Allerdings war auf die Beschwerde des Antragsgegners der Beschluss des SG hinsichtlich seines zeitlichen Umfangs
zu ändern. Die Ermittlung des Sachverhalts und dessen Bewertung im Rahmen der Verlegung von Vertragsarztsitzen
bleibt den Zulassungsgremien vorbehalten, denen wegen ihrer besonderen Fachkunde und Ortsnähe ein
umfangreicher Beurteilungsspielraum zukommt. Es obliegt damit den Zulassungsinstanzen (und nicht den
Sozialgerichten), ggf fehlende Sachverhaltsermittlungen im Hauptsacheverfahren nachzuholen und diese bei der
neuerlichen Beurteilung, ob hier Gründe der vertragsärztlichen Versorgung der beantragten Sitzverlegung
entgegenstehen, zu berücksichtigen. Der Anordnungsanspruch des Antragstellers umfasst in zeitlicher Hinsicht daher
nur die Verpflichtung zur vorläufigen Genehmigung einer Sitzverlegung, bis der Antragsgegner in der Hauptsache
bestandskräftig oder bestätigt durch eine rechtskräftige Entscheidung im sozialgerichtlichen Verfahren den
streitbefangenen Verlegungsantrag beschieden hat.

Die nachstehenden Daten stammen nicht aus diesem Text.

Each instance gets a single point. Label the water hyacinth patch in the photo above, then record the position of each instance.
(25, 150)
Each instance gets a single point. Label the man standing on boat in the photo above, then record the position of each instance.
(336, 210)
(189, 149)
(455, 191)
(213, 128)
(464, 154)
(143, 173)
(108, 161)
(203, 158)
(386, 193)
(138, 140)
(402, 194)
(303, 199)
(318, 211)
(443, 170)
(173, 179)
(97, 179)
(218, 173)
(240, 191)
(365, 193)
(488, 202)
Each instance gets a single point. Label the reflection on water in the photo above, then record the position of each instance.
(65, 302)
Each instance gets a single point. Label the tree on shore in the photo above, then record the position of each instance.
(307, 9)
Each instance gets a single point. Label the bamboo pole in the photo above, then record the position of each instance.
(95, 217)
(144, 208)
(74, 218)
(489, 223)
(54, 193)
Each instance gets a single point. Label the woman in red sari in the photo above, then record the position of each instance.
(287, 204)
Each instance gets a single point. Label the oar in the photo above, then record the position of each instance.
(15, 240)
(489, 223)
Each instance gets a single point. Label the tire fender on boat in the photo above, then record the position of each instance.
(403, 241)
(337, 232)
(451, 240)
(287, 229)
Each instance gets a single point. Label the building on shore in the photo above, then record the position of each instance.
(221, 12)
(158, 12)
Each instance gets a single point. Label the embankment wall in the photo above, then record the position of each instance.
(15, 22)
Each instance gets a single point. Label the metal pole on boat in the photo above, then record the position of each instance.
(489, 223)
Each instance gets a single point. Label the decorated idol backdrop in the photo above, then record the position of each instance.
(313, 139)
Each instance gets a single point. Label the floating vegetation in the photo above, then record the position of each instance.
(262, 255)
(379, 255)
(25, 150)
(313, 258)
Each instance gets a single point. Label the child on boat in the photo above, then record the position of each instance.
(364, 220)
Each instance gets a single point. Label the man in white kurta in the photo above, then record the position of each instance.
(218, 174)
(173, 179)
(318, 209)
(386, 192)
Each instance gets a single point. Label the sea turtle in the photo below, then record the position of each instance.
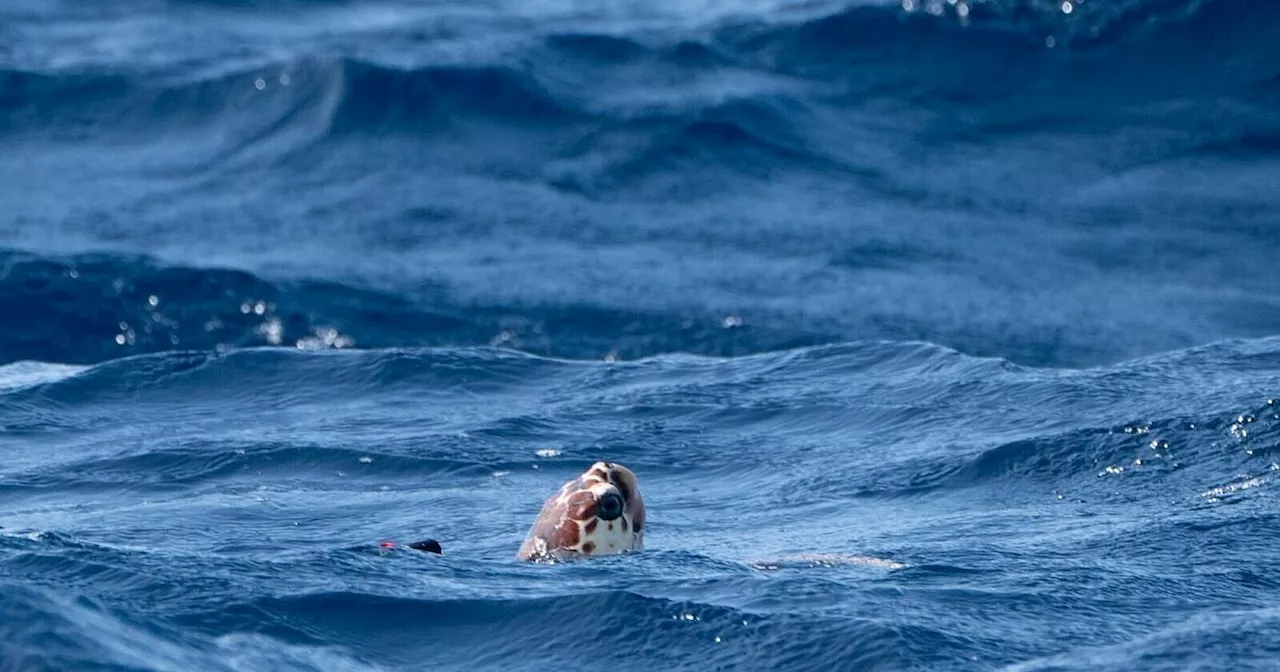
(600, 512)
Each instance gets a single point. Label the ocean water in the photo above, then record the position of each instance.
(984, 291)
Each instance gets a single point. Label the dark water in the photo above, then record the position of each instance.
(983, 288)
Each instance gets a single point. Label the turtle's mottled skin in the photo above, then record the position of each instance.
(600, 512)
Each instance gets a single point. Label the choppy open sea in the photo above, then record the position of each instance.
(987, 289)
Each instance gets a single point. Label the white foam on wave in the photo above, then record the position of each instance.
(26, 374)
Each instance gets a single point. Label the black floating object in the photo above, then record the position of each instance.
(429, 545)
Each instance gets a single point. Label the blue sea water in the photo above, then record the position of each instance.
(983, 289)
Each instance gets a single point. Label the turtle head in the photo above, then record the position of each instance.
(599, 512)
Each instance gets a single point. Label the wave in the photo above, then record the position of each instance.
(750, 91)
(94, 307)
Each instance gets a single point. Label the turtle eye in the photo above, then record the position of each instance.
(608, 506)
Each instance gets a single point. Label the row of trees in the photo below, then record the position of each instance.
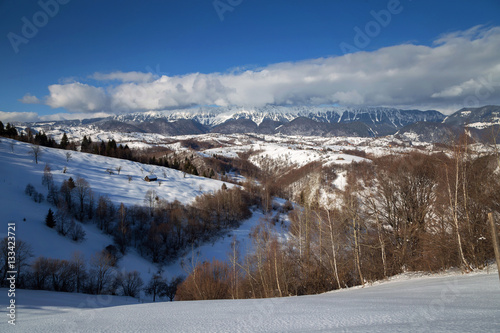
(398, 213)
(98, 275)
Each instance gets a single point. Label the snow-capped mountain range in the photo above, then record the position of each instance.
(216, 116)
(326, 121)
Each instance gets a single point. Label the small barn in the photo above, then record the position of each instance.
(150, 178)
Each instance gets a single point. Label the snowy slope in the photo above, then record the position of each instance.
(17, 169)
(453, 303)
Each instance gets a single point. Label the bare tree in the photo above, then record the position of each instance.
(82, 191)
(101, 272)
(130, 283)
(36, 152)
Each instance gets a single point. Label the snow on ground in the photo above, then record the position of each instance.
(221, 249)
(17, 169)
(450, 303)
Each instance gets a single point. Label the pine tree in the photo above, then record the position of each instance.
(64, 141)
(50, 220)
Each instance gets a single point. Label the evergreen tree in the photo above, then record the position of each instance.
(64, 141)
(50, 220)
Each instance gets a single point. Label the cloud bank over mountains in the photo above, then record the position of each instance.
(460, 69)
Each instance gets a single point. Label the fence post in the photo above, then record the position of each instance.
(494, 237)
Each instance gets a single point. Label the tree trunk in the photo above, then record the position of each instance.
(496, 244)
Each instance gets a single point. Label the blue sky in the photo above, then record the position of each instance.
(87, 58)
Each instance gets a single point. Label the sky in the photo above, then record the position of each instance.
(67, 59)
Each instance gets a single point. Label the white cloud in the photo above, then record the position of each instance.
(77, 97)
(30, 99)
(7, 117)
(459, 69)
(124, 76)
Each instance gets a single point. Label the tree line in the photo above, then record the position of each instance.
(408, 212)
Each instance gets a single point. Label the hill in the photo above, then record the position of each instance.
(449, 303)
(18, 169)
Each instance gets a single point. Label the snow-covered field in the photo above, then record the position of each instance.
(448, 303)
(17, 169)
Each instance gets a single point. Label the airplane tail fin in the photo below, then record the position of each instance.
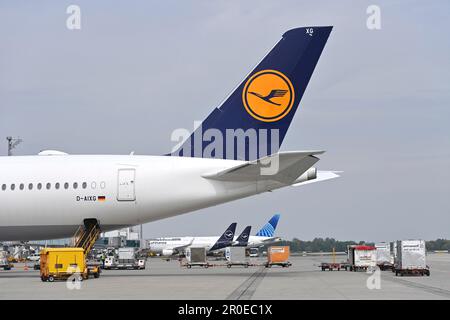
(252, 122)
(226, 239)
(242, 240)
(269, 228)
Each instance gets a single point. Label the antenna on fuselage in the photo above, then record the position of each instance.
(12, 143)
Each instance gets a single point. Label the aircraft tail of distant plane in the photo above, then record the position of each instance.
(261, 108)
(268, 230)
(242, 240)
(226, 239)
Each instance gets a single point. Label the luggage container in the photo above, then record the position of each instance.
(4, 261)
(236, 257)
(62, 263)
(278, 256)
(361, 257)
(196, 257)
(411, 258)
(383, 255)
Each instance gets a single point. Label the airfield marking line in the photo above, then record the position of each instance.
(434, 290)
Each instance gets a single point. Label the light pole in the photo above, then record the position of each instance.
(12, 143)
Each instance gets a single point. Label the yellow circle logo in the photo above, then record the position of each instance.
(268, 95)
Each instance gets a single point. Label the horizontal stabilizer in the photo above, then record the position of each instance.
(283, 167)
(321, 176)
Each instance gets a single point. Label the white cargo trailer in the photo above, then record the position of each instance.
(236, 257)
(126, 258)
(411, 258)
(361, 257)
(196, 257)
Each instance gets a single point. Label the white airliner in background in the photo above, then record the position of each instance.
(50, 195)
(168, 246)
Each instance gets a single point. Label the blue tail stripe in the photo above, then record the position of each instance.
(268, 230)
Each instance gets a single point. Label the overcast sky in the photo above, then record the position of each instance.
(378, 101)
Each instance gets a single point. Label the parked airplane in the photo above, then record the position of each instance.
(226, 239)
(50, 195)
(172, 245)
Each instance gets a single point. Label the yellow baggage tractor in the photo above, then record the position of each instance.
(62, 263)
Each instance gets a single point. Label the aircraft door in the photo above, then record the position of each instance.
(125, 185)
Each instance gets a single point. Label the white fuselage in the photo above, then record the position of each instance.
(179, 244)
(118, 191)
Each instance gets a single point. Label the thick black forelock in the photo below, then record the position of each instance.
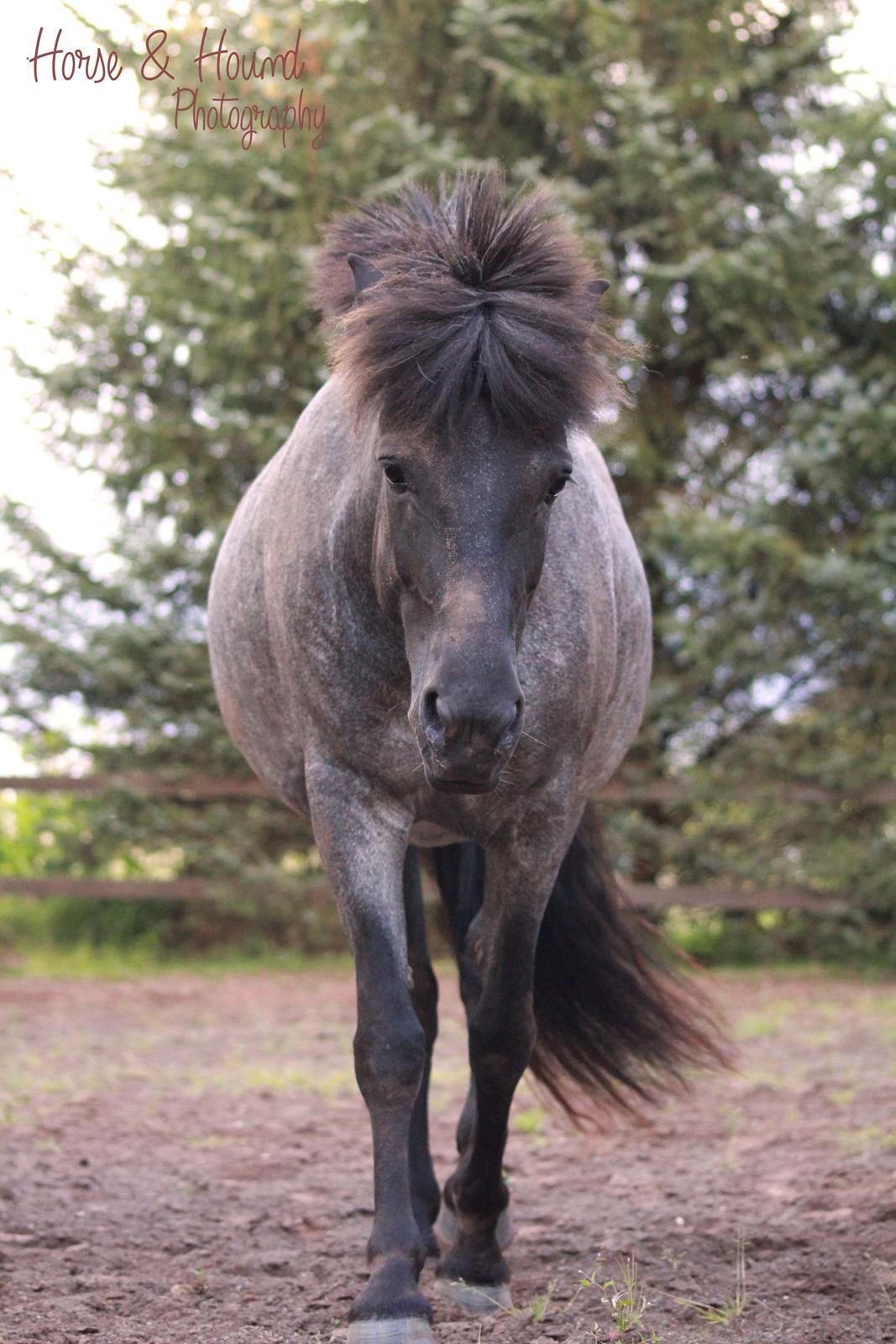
(481, 300)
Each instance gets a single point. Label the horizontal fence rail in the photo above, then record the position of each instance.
(645, 895)
(207, 788)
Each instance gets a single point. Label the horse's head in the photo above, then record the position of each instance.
(464, 524)
(468, 328)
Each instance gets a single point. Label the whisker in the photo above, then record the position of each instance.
(524, 734)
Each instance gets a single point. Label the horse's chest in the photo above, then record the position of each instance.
(429, 833)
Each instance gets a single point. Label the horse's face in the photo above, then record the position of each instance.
(461, 541)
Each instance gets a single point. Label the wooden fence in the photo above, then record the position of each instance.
(201, 788)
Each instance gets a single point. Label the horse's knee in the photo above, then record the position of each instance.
(501, 1043)
(425, 996)
(389, 1061)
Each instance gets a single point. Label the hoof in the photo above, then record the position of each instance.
(445, 1227)
(403, 1330)
(476, 1299)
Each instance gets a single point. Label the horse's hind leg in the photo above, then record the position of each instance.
(363, 843)
(425, 991)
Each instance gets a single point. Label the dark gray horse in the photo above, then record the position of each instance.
(430, 632)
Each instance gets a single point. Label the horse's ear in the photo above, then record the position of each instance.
(597, 289)
(364, 273)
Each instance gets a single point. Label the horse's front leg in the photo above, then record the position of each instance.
(363, 844)
(501, 944)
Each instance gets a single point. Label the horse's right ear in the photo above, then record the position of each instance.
(597, 289)
(364, 273)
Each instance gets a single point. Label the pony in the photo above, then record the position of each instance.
(430, 635)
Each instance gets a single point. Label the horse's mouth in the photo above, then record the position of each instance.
(449, 781)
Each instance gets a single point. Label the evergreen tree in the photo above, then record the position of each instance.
(741, 206)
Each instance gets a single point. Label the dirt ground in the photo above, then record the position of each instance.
(186, 1159)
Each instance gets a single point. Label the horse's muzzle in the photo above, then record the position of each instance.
(466, 748)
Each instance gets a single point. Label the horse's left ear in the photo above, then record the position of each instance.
(597, 289)
(364, 273)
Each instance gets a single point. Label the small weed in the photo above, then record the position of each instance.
(626, 1303)
(734, 1307)
(540, 1304)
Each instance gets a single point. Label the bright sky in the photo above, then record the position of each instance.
(50, 147)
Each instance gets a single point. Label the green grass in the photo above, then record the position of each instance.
(734, 1307)
(103, 961)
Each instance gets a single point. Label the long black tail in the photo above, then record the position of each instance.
(614, 1023)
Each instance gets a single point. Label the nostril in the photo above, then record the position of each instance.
(430, 716)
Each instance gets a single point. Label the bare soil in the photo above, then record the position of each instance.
(187, 1159)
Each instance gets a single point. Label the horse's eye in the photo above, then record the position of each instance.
(396, 476)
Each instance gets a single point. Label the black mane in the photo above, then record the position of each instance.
(481, 300)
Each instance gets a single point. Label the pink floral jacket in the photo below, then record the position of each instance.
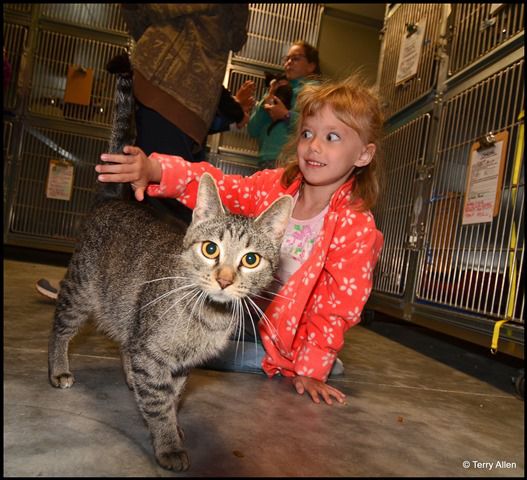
(326, 295)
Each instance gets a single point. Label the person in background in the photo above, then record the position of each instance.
(331, 168)
(179, 64)
(301, 65)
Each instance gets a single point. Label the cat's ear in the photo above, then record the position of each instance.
(208, 203)
(275, 218)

2. Der Erlass einer Regelungsanordnung ist schließlich auch zur Abwendung wesentlicher Nachteile nötig
(Anordnungsgrund).
So kann eine ohne Genehmigung erfolgte tatsächliche Aufgabe des Vertragsarztsitzes mit gleichzeitiger
Niederlassung an einem Ort als Wegzug aus dem "Bezirk seines Kassenarztsitzes" iS von § 95 Abs 7 Satz 1
Sozialgesetzbuch Fünftes Buch (SGB V) angesehen werden (Schallen, aaO, RdNr 52, mwN). Da der Antragsteller
mittlerweile ohne eine sachliche oder personelle Praxisausstattung ist, benötigt er dringend Klarheit darüber, an
welchem Ort er bis zu einer abschließenden Entscheidung in der Hauptsache seiner vertragsärztlichen Tätigkeit
nachkommen kann, ohne der Gefahr ausgesetzt zu sein, seine Zulassung aufgrund der angesprochenen gesetzlichen
Bestimmung zu verlieren.
Die Kostenentscheidung folgt aus § 197 a Abs 1 Satz 1 SGG iVm §§ 154 Abs 1, 155 Abs 1 und §§ 162 Abs 3, 154
Abs 3 Verwaltungsgerichtsordnung (VwGO). Dabei sieht der Senat gemäß § 155 Abs 1 Satz 3 VwGO davon ab, dem
Antragsteller anteilige Kosten aufzuerlegen.
Die Streitwertbemessung folgt aus § 197 a Abs 1 Satz 1 SGG iVm §§ 47 Abs 1, 53 Abs 3 Nr 4 und § 52 Abs 2
Gerichtskostengesetz. Da die hier begehrte vorläufige Verlegung eines Vertragsarztsitzes keine Anhaltspunkte für
eine Bewertung der sich hieraus ergebenden wirtschaftlichen Vorteile bietet, ist der Regelstreitwert von 5.000,00 Euro
festzusetzen.
Dieser Beschluss ist nicht anfechtbar (§ 177 SGG).